Restano però sullo sfondo i mai sopiti timori per la politica protezionistica del Presidente USA Donald Trump, soprattutto dopo le indiscrezioni secondo cui la Casa Bianca vorrebbe uscire dal WTO.

Dal fronte macroeconomico, a luci e ombre i numeri sui redditi e le spese personali delle famiglie americane anche se a risuonare è il balzo del PCE price index core, una misura dell’inflazione guardata con molta attenzione dalla Banca Centrale americana. L’indicatore è salito del 2,3% per la prima volta in sei anni, confermando le vedute ottimistiche della Fed sui prezzi al consumo e, di conseguenza, sull’obiettivo di alzare i tassi di interesse quattro volte nel corso del 2018.

Sulle prime battute il Dow Jones sale dello 0,57% a 24.352,91 punti, l’S&P-500 dello 0,53%. Bene anche il Nasdaq 100 (+0,61%), come l’S&P 100 (0,6%).

Risultato positivo nel paniere S&P 500 per i settori Finanziario (+1,29%), Beni di consumo secondari (+0,80%) e Energia (+0,70%).

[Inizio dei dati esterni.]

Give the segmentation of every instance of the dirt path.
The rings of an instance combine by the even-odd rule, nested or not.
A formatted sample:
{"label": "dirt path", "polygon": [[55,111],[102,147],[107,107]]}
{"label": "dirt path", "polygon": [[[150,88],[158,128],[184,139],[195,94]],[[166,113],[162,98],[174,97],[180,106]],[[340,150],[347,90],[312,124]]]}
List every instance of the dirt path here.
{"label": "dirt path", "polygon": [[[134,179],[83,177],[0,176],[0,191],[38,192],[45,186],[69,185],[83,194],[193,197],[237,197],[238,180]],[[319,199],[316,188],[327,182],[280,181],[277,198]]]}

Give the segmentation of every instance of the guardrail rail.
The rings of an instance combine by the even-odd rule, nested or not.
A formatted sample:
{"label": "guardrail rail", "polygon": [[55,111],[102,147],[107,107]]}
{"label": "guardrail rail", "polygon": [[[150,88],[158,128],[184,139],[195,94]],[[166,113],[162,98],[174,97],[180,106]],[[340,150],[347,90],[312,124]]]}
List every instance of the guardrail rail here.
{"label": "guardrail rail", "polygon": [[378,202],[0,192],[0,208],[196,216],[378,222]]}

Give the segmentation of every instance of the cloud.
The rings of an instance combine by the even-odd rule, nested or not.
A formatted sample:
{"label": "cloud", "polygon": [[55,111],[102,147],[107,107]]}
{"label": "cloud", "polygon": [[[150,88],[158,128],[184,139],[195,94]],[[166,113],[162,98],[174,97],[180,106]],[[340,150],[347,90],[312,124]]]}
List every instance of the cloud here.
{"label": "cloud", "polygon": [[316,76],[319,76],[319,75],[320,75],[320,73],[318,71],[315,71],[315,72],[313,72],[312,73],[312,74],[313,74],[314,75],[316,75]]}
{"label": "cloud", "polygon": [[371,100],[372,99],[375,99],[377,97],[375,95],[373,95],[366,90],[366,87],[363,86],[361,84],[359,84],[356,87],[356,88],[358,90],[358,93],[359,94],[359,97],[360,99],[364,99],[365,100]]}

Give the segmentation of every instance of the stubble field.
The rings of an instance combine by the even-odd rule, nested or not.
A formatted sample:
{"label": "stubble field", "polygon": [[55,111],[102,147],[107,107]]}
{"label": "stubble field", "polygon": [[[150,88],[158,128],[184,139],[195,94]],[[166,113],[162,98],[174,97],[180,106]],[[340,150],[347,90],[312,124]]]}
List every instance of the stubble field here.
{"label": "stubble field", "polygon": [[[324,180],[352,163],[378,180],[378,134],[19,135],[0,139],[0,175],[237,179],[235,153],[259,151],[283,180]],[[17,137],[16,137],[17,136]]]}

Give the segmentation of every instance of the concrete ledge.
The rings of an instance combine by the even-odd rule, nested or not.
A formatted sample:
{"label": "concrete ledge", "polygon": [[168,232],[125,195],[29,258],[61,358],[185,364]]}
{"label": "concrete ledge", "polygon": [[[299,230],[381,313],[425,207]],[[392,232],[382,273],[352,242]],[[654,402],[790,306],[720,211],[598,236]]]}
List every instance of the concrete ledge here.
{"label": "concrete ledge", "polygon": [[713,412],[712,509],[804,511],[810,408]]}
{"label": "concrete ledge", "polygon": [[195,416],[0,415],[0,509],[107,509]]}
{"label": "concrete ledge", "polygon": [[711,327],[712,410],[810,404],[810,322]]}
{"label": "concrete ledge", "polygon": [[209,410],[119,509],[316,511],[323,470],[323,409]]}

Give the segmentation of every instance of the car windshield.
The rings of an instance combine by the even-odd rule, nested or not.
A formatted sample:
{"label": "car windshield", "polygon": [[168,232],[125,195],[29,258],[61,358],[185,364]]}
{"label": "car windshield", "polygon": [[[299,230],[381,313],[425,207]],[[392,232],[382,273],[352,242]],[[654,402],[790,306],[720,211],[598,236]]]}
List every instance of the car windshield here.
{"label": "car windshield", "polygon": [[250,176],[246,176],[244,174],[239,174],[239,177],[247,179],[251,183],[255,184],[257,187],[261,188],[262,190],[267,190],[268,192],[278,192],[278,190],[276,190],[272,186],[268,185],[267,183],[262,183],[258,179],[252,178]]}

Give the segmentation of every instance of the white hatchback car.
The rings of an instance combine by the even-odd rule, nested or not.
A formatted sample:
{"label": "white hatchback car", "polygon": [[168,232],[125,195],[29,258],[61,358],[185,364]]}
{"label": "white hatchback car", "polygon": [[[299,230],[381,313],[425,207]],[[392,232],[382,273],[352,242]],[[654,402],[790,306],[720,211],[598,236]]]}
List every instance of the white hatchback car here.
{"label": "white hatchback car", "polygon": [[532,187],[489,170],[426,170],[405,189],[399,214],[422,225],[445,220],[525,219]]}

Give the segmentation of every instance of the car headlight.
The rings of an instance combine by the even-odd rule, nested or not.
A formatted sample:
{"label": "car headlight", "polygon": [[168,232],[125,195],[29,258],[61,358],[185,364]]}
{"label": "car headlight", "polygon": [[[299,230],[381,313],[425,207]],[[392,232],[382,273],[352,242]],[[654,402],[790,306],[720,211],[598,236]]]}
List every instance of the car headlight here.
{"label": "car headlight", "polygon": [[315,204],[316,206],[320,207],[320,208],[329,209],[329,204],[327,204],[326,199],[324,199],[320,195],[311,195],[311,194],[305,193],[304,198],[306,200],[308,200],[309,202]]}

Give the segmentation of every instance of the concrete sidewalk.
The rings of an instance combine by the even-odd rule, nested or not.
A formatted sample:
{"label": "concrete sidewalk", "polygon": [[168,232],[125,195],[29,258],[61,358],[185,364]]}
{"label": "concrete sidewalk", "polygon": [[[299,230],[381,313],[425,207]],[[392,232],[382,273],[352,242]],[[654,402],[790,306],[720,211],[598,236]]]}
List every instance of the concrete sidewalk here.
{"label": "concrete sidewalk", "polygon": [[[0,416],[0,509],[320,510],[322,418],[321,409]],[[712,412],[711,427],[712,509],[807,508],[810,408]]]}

Il settore Utilities, con il suo -0,75%, si attesta come peggiore del mercato.

Tra i protagonisti del Dow Jones spiccano Nike (+10,93%) e i due big della finanza American Express (+1,42%) e JP Morgan (+1,40%).

I più forti ribassi, invece, si verificano su Verizon Communication, che arretra dello 0,92%.

Sul podio dei titoli del Nasdaq, Vertex Pharmaceuticals (+11,12%), Asml Holding N.V. Represents (+2,50%), Celgene (+2,20%) e Applied Materials (+1,62%).

Le peggiori performance, invece, si registrano su Charter Communications, che ottiene -0,99%.